Department of Obstetrics and Gynecology, Duke University Medical Center, Durham, NC, USA.
Division of Gynecologic Oncology, Duke University Medical Center, Durham, NC, USA.
Ann Surg Oncol. 2017 Oct;24(11):3116-3123. doi: 10.1245/s10434-017-5995-z. Epub 2017 Jul 11.
The appropriate management of breast cancer risk in BRCA mutation carriers following ovarian cancer diagnosis remains unclear. We sought to determine the survival benefit and cost effectiveness of risk-reducing mastectomy (RRM) among women with BRCA1/2 mutations following stage II-IV ovarian cancer.
We constructed a decision model from a third-party payer perspective to compare annual screening with magnetic resonance imaging (MRI) and mammography to annual screening followed by RRM with reconstruction following ovarian cancer diagnosis. Survival, overall costs, and cost effectiveness were determined by decade at diagnosis using 2015 US dollars. All inputs were obtained from the literature and public databases. Monte Carlo probabilistic sensitivity analysis was performed with a $100,000 willingness-to-pay threshold.

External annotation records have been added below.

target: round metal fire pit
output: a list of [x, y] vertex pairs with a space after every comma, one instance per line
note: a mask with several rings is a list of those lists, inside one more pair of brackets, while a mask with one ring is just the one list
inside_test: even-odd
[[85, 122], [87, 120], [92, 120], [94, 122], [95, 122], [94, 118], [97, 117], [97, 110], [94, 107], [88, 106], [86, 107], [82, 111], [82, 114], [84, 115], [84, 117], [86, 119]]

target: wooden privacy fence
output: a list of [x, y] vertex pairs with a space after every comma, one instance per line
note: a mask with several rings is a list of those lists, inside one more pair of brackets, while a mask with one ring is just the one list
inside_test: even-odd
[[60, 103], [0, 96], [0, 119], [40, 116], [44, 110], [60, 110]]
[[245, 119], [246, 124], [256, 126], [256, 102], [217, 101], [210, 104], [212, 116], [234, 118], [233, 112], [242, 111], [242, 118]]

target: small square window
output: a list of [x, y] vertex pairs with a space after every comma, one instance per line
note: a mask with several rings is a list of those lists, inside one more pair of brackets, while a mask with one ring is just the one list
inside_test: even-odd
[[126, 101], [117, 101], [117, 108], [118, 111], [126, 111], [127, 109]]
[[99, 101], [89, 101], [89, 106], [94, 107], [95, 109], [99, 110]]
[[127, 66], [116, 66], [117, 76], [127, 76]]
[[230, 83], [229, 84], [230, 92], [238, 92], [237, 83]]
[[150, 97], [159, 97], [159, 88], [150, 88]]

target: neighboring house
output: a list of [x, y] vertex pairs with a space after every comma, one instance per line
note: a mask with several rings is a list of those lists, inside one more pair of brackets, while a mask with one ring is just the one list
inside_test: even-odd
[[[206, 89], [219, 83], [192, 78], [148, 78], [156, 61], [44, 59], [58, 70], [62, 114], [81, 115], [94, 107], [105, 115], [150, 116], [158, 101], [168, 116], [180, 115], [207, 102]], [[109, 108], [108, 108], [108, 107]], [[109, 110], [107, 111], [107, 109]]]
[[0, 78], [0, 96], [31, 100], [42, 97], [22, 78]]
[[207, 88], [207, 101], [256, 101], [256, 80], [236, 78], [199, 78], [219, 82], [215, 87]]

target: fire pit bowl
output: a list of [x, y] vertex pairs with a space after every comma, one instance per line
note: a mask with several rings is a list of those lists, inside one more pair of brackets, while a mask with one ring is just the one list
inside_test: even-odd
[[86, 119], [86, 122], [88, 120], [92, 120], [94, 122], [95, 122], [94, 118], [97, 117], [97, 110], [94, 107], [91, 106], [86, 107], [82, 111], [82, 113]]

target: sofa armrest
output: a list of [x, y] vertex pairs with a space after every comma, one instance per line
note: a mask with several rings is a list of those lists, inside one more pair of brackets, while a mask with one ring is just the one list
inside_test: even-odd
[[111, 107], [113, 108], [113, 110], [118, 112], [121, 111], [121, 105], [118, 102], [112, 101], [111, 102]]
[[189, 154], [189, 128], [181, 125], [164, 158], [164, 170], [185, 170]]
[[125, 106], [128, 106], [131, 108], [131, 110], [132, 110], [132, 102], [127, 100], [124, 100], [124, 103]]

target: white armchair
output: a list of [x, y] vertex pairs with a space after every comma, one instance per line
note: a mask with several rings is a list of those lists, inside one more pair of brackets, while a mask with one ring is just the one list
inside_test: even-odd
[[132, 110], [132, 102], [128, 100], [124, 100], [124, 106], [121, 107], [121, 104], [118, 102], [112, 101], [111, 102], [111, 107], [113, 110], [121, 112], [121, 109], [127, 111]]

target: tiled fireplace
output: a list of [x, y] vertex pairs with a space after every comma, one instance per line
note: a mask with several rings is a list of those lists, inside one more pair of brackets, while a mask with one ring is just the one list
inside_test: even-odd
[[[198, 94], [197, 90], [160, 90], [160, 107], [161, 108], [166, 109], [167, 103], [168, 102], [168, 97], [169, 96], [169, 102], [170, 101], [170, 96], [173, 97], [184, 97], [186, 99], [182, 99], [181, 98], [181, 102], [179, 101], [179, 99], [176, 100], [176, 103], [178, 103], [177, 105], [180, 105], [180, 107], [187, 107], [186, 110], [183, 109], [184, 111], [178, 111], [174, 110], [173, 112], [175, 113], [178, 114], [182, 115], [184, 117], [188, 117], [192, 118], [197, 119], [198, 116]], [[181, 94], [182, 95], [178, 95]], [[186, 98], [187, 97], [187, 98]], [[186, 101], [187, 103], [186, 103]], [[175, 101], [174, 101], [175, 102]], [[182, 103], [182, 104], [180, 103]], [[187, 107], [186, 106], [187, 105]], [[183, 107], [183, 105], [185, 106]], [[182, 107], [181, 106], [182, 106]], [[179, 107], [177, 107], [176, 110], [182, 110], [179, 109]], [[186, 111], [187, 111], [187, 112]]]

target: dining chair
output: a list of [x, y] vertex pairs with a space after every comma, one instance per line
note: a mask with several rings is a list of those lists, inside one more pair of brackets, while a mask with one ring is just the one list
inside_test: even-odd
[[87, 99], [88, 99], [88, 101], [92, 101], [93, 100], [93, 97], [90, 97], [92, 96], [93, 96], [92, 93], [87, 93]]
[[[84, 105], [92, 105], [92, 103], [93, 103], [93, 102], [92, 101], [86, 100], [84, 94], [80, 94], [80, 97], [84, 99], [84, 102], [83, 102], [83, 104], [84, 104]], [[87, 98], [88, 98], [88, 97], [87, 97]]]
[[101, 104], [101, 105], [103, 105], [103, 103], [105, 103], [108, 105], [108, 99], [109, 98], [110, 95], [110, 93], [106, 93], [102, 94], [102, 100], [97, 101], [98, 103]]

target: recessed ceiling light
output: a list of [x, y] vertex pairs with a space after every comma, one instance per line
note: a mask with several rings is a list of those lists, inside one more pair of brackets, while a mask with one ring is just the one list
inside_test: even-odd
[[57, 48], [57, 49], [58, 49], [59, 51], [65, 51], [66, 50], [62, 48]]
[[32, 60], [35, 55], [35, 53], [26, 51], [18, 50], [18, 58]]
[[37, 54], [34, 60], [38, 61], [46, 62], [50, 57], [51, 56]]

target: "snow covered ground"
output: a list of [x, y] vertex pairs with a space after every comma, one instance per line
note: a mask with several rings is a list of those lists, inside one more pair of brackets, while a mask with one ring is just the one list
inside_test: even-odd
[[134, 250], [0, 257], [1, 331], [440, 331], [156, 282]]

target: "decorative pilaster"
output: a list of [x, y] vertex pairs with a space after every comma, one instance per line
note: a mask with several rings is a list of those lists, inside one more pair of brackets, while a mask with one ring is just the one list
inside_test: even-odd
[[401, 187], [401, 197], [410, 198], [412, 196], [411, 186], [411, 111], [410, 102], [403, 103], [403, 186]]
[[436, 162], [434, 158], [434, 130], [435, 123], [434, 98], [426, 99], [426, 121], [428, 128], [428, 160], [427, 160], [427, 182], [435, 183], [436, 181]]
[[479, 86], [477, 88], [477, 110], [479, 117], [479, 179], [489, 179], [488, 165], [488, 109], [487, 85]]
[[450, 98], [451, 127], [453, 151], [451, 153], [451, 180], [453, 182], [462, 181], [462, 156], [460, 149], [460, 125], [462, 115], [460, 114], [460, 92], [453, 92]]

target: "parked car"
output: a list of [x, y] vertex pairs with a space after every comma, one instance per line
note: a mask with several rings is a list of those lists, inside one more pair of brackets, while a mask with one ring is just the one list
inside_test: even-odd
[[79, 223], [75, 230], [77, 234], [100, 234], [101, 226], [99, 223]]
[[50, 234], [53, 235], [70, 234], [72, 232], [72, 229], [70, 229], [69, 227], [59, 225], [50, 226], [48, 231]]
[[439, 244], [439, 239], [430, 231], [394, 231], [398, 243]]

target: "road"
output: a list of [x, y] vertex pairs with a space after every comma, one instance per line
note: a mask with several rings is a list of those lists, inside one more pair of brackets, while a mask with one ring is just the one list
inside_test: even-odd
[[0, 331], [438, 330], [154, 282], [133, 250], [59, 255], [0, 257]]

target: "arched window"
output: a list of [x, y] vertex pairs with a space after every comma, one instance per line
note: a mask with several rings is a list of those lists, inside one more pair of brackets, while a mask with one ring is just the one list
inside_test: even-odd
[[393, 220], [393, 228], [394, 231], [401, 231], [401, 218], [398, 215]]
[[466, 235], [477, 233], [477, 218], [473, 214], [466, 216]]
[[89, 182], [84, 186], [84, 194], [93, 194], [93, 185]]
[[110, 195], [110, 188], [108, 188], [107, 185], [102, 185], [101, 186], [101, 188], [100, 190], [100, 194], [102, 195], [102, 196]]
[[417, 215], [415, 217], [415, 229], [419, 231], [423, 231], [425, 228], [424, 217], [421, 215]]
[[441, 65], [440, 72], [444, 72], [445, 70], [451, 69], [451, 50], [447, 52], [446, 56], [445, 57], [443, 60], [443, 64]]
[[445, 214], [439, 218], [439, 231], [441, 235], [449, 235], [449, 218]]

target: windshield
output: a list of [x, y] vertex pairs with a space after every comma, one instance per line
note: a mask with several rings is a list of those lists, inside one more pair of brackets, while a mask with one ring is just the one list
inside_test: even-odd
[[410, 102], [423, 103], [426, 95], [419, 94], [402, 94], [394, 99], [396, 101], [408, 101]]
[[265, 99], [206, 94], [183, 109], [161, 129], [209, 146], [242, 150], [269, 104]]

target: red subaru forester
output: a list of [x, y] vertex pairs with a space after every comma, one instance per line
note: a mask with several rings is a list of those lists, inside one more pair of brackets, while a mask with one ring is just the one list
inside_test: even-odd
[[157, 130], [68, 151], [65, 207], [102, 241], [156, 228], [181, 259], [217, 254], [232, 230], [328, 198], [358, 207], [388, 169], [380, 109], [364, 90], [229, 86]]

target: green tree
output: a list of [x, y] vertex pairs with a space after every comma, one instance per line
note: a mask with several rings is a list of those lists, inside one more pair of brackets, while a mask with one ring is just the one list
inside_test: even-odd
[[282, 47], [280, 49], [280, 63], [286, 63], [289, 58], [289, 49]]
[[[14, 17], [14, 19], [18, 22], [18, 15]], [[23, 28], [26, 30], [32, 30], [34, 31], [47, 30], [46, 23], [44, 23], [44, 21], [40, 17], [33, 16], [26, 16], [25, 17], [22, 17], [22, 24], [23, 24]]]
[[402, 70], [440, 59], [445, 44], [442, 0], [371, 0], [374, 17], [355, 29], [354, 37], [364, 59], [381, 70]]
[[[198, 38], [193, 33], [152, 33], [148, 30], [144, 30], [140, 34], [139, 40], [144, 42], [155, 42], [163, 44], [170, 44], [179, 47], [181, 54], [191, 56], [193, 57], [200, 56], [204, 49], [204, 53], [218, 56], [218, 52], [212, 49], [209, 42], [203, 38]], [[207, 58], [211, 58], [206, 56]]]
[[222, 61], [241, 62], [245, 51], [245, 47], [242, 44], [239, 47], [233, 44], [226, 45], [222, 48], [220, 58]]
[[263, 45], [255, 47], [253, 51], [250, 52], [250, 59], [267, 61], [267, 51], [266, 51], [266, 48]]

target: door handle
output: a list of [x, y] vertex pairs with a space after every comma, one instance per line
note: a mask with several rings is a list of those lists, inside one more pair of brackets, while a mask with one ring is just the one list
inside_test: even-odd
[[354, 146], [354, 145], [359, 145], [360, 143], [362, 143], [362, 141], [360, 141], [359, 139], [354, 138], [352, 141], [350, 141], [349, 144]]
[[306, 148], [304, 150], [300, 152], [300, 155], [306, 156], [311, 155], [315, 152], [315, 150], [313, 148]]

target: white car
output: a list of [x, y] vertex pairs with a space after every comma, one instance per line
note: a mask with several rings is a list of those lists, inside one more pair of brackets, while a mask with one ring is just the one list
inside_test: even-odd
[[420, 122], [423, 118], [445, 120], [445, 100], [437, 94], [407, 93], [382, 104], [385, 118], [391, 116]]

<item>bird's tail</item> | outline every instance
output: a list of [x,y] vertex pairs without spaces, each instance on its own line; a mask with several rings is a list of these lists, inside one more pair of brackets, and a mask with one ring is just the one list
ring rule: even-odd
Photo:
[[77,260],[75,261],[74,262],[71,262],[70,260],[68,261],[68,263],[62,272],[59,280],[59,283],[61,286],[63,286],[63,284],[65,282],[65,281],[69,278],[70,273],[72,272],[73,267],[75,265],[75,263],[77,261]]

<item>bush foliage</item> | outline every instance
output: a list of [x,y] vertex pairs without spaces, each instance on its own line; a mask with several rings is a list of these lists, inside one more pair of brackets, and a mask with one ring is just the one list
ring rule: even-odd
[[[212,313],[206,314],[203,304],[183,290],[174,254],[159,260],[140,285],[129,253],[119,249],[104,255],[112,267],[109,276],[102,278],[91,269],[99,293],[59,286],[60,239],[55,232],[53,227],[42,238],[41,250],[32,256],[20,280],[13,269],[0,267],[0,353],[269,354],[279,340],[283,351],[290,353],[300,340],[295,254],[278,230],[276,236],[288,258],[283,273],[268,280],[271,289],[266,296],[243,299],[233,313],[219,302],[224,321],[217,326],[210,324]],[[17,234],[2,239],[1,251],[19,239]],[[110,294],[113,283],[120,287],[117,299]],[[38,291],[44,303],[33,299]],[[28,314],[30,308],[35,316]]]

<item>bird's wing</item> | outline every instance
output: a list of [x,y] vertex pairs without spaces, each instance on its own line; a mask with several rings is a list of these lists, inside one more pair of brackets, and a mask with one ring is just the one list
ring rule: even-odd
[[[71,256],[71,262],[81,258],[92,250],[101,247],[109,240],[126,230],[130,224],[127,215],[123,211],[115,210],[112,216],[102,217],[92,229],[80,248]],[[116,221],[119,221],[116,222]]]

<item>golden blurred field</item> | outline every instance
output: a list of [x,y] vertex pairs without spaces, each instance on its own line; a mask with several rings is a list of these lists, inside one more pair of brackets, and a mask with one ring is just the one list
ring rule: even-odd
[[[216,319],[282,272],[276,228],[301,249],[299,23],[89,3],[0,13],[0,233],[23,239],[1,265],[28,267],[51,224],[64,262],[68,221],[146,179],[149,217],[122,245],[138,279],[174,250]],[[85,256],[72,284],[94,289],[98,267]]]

The incremental cost-effectiveness ratio (ICER) per year of life saved (YLS) for RRM increased with age and BRCA2 mutation status, with greater survival benefit demonstrated in younger patients with BRCA1 mutations. RRM delayed 5 years in 40-year-old BRCA1 mutation carriers was associated with 5 months of life gained (ICER $72,739/YLS), and in 60-year-old BRCA2 mutation carriers was associated with 0.8 months of life gained (ICER $334,906/YLS). In all scenarios, $/YLS and mastectomies per breast cancer prevented were lowest with RRM performed 5-10 years after ovarian cancer diagnosis.
For most BRCA1/2 mutation carriers following ovarian cancer diagnosis, RRM performed within 5 years is not cost effective when compared with breast cancer screening. Imaging surveillance should be advocated during the first several years after ovarian cancer diagnosis, after which point the benefits of RRM can be considered based on patient age and BRCA mutation status.
BRCA 基因突变携带者在诊断出卵巢癌后,乳腺癌风险的适当管理仍不清楚。我们旨在确定 BRCA1/2 突变携带者在诊断出 II-IV 期卵巢癌后进行降低风险的乳房切除术(RRM)的生存获益和成本效益。
我们从第三方支付者的角度构建了一个决策模型,以比较在卵巢癌诊断后每年进行磁共振成像(MRI)和乳房 X 线照相术筛查与每年进行筛查后进行 RRM 并在卵巢癌诊断后进行重建的情况。使用 2015 年美元计算了诊断后的每个十年的生存、总成本和成本效益。所有投入均来自文献和公共数据库。使用 10 万美元的意愿支付阈值进行了蒙特卡罗概率敏感性分析。
每年每挽救一年生命的增量成本效益比(ICER)随年龄和 BRCA2 突变状态的增加而增加,BRCA1 突变的年轻患者显示出更大的生存获益。40 岁 BRCA1 突变携带者延迟 5 年进行 RRM 与 5 个月的生命获益相关(ICER 为 72739 美元/年),而 60 岁 BRCA2 突变携带者与 0.8 个月的生命获益相关(ICER 为 334906 美元/年)。在所有情况下,RRM 与在卵巢癌诊断后 5-10 年内进行相比,乳腺癌预防的每例乳腺癌的成本效益最低。
对于大多数在诊断出卵巢癌后携带 BRCA1/2 突变的携带者而言,与乳腺癌筛查相比,在卵巢癌诊断后 5 年内进行 RRM 并不具有成本效益。在卵巢癌诊断后的最初几年中,应提倡进行影像学监测,此后可以根据患者年龄和 BRCA 突变状态考虑 RRM 的益处。